XV: In questo EP utilizzo varie tecniche (plettro, fingerstyle, slap e tapping) e, in generale, mi sento legato ad ogni nostro pezzo. SICK? è la mia preferita, è un brano “cattivo” e allo stesso tempo molto emozionante, penso che live, insieme alla nostra presenza scenica, renda molto bene.

MEMORI: Come dice XV è un po’ difficile decidere un preferito perché mettiamo un po’ di noi stessi in tutti. Come gusti personali, potrei dire Violent paranoia.

8)Quali artisti vi hanno influenzato maggiormente? Nominate anche qualche album che ha segnato la vostra vita…

XV: Nel corso della mia vita ho passato varie fasi musicali; da piccolo ho iniziato ascoltando rap e musica commerciale. Mi sono approcciato alla musica metal all’età di 12 anni, nello stesso periodo, non mi so spiegare come, è nata la passione per il basso. Ascoltavo sempre più gruppi diversi fra loro scoprendo nuovi generi e sonorità ma rimanevo insoddisfatto, sentivo chitarre potenti e batterie devastanti ma i bassisti rimanevano di sfondo suonando sempre 4 misere note. Più tardi ho conosciuto la scena musicale giapponese e inizialmente rimasi impressionato, gruppi tecnicamente perfetti, performance live curate nei minimi particolari e, soprattutto, linee di basso interessanti e divertenti. Koichi dei Mejibray, Tsunehito dei D e Toshiya dei Dir en grey sono bassisti che ammiro e che hanno influenzato molto il mio modo di suonare. “Dum Spiro Spero” dei Dir en grey è, secondo me, un album perfetto sotto ogni punto di vista.

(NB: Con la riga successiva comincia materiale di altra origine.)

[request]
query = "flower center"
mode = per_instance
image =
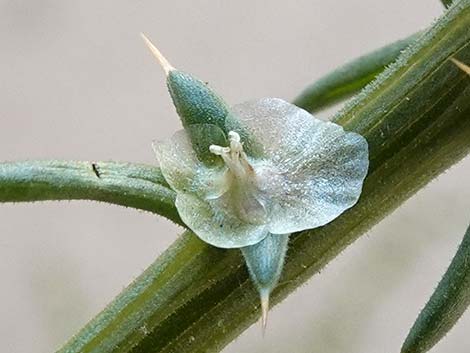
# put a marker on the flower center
(242, 194)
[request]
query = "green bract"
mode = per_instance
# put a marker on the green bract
(303, 173)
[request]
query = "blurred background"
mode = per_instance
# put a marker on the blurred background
(76, 82)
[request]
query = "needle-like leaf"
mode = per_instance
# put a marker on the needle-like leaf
(196, 298)
(446, 305)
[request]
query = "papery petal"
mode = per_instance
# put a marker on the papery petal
(215, 225)
(315, 170)
(181, 166)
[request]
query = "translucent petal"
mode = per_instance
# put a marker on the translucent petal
(215, 225)
(315, 169)
(182, 167)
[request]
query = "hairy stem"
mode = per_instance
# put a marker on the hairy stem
(132, 185)
(196, 298)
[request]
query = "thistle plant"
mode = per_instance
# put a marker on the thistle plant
(266, 177)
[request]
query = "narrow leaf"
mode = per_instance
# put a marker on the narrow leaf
(197, 298)
(131, 185)
(446, 305)
(343, 82)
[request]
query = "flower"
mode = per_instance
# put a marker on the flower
(278, 170)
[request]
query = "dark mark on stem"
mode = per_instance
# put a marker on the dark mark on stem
(96, 170)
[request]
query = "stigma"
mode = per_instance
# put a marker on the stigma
(241, 182)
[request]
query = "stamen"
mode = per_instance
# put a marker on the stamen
(219, 150)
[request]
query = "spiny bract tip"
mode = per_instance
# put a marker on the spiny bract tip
(264, 296)
(167, 67)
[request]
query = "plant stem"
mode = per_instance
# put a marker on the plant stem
(132, 185)
(348, 79)
(416, 118)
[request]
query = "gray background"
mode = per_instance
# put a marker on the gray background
(76, 82)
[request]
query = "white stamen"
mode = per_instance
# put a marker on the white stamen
(219, 150)
(165, 64)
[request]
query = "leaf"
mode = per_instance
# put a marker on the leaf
(348, 79)
(196, 298)
(446, 305)
(447, 3)
(132, 185)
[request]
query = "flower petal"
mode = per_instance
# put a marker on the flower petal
(214, 225)
(315, 170)
(181, 164)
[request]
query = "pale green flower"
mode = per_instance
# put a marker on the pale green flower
(249, 176)
(280, 171)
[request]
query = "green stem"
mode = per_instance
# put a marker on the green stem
(447, 3)
(196, 298)
(446, 305)
(131, 185)
(350, 78)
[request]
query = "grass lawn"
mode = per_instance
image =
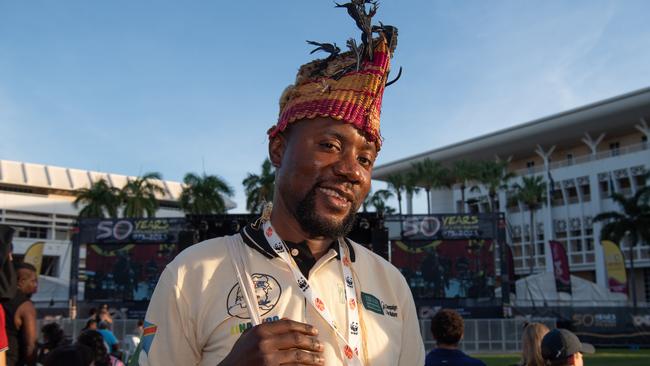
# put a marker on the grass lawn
(603, 357)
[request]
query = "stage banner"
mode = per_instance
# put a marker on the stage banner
(615, 264)
(120, 231)
(446, 269)
(449, 227)
(560, 267)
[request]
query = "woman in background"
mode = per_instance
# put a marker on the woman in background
(531, 340)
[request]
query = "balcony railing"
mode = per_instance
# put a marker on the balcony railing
(630, 149)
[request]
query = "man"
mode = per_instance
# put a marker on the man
(21, 318)
(7, 285)
(321, 298)
(560, 347)
(448, 327)
(109, 338)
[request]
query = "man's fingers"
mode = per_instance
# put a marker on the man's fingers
(297, 340)
(299, 357)
(287, 326)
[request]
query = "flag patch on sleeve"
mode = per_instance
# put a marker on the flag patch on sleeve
(147, 335)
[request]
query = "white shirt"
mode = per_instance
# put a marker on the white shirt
(197, 311)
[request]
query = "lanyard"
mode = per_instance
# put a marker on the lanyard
(351, 347)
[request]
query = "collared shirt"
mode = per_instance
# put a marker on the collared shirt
(197, 312)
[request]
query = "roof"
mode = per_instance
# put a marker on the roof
(614, 116)
(22, 174)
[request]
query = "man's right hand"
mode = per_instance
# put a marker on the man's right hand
(283, 342)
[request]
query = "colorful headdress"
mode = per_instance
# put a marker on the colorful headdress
(345, 86)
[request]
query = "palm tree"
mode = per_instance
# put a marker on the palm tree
(396, 183)
(431, 175)
(493, 175)
(632, 223)
(98, 200)
(139, 195)
(204, 194)
(464, 172)
(378, 200)
(531, 192)
(259, 188)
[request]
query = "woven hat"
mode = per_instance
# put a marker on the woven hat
(345, 86)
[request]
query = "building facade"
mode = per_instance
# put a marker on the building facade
(585, 154)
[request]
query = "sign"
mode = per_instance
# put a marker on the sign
(615, 264)
(560, 267)
(120, 231)
(449, 226)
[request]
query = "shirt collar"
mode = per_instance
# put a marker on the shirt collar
(254, 238)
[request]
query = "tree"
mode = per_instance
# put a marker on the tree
(98, 200)
(259, 188)
(204, 194)
(532, 194)
(139, 195)
(494, 176)
(430, 175)
(632, 223)
(464, 172)
(378, 200)
(396, 183)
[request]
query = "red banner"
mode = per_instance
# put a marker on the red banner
(560, 267)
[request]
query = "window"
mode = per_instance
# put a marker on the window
(530, 165)
(31, 232)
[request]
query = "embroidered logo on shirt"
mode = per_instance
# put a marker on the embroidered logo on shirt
(147, 335)
(268, 293)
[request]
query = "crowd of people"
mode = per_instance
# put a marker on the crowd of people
(540, 346)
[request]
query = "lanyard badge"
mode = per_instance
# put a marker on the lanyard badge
(351, 347)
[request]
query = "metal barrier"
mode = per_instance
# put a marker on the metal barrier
(481, 335)
(487, 335)
(72, 327)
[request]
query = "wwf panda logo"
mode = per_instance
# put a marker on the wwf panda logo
(267, 291)
(302, 283)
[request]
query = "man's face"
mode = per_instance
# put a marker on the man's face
(27, 281)
(324, 171)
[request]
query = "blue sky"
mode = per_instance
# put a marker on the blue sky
(135, 86)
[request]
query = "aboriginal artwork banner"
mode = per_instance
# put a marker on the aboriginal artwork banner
(128, 272)
(446, 269)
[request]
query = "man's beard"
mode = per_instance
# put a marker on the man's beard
(319, 226)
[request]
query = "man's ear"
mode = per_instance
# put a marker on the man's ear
(277, 146)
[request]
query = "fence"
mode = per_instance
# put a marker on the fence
(487, 335)
(481, 335)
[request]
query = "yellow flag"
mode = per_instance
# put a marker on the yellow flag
(34, 255)
(615, 264)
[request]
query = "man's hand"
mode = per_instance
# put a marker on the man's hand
(284, 342)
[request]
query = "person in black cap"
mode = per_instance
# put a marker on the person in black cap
(561, 347)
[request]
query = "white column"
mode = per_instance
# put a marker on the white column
(548, 212)
(596, 207)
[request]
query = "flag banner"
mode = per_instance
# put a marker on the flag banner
(615, 264)
(560, 267)
(34, 255)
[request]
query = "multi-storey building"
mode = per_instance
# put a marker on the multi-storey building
(37, 200)
(588, 152)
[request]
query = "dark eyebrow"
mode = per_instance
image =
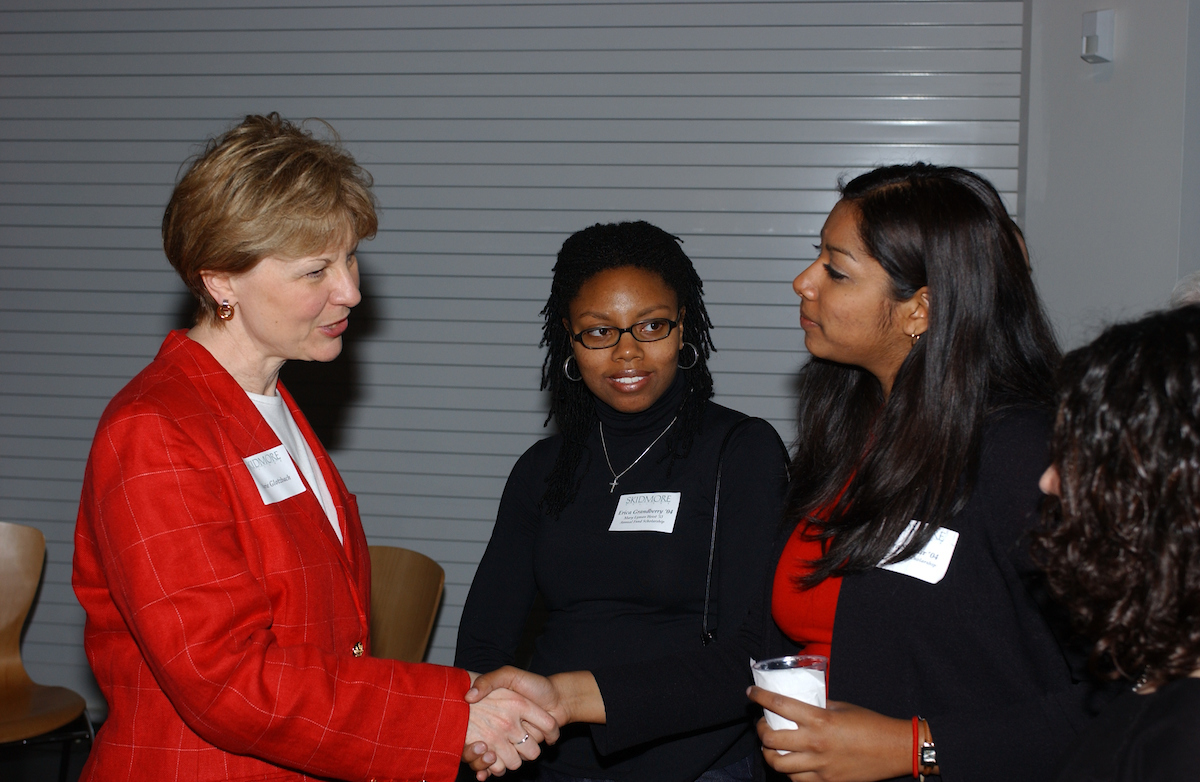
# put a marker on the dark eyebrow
(841, 251)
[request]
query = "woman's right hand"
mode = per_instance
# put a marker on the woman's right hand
(511, 727)
(569, 697)
(843, 743)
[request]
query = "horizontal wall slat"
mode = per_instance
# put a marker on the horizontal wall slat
(493, 130)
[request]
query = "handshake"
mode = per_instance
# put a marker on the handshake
(513, 711)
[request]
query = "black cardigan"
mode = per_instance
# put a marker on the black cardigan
(628, 597)
(978, 655)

MEMORI: Devo dire che a mia sorpresa il mio background musicale assomiglia in parte a quello di XV (ride). Ho comprato il mio primo cd a 6 anni e dagli 8 anni circa mi sono appassionata moltissimo di pop giapponese fino a incappare in un artista eccezionale a cavallo tra pop e rock che ha fatto da anello di congiunzione per me, Gackt con il suo album MARS. Sempre grazie a lui, ho scoperto la band da cui proveniva, Malice Mizer, e così il mio genere musicale preferito, il Visual kei. Di questa band, particolarmente significativo per me è l’album Merveilles. Il febbraio del 2006 è stato il momento chiave per il mio percorso. Prima il concerto dei Moi dix Mois a Parigi, poi l’ uscita di NIL dei Gazette. Ricordo ancora i pomeriggi a scuola in cui nascondevo gli auricolari sotto la maglietta per ascoltarlo durante le lezioni (ride). Nemmeno io so spiegarmi cosa ho pensato quando sono andata da mia mamma e le ho detto: voglio imparare a suonare la chitarra elettrica e fare una band. E così ho fatto, infatti è da soli 3-4 anni che canto in una band, prima ho sempre suonato. Essendo figlia di una ex cantante e un ex chitarrista classico, sono stata sicuramente avvantaggiata.

9)Cosa bolle in pentola per Dimonra?

XV: Attualmente siamo alla ricerca di un chitarrista e di un batterista dato che Hale e Chance, per motivi personali, hanno deciso di abbandonare la band.

MEMORI: Poi ripartiremo a mille.

10)Internet vi ha danneggiato o vi ha dato una mano?

XV: Penso che internet sia, al giorno d’oggi, uno strumento fondamentale per ogni band e non solo.

Ovviamente, come qualsiasi cosa, bisogna imparare a tirarne fuori il meglio.

11)Ci sono artisti indipendenti con i quali vorreste collaborare un giorno?

MEMORI: Credo che ci vorrà un po’ per pensarci, attualmente non ne abbiamo in mente nessuno che sia particolarmente simile a noi.

12)Siamo arrivati alla conclusione della nostra chiacchierata. Vi va di lasciare un messaggio ai nostri lettori?

MEMORI: Contiamo sul vostro sostegno! Siamo desiderosi di feedback, nel bene o nel male vogliamo che parliate di noi e ci aiutate ad animare la scena metal.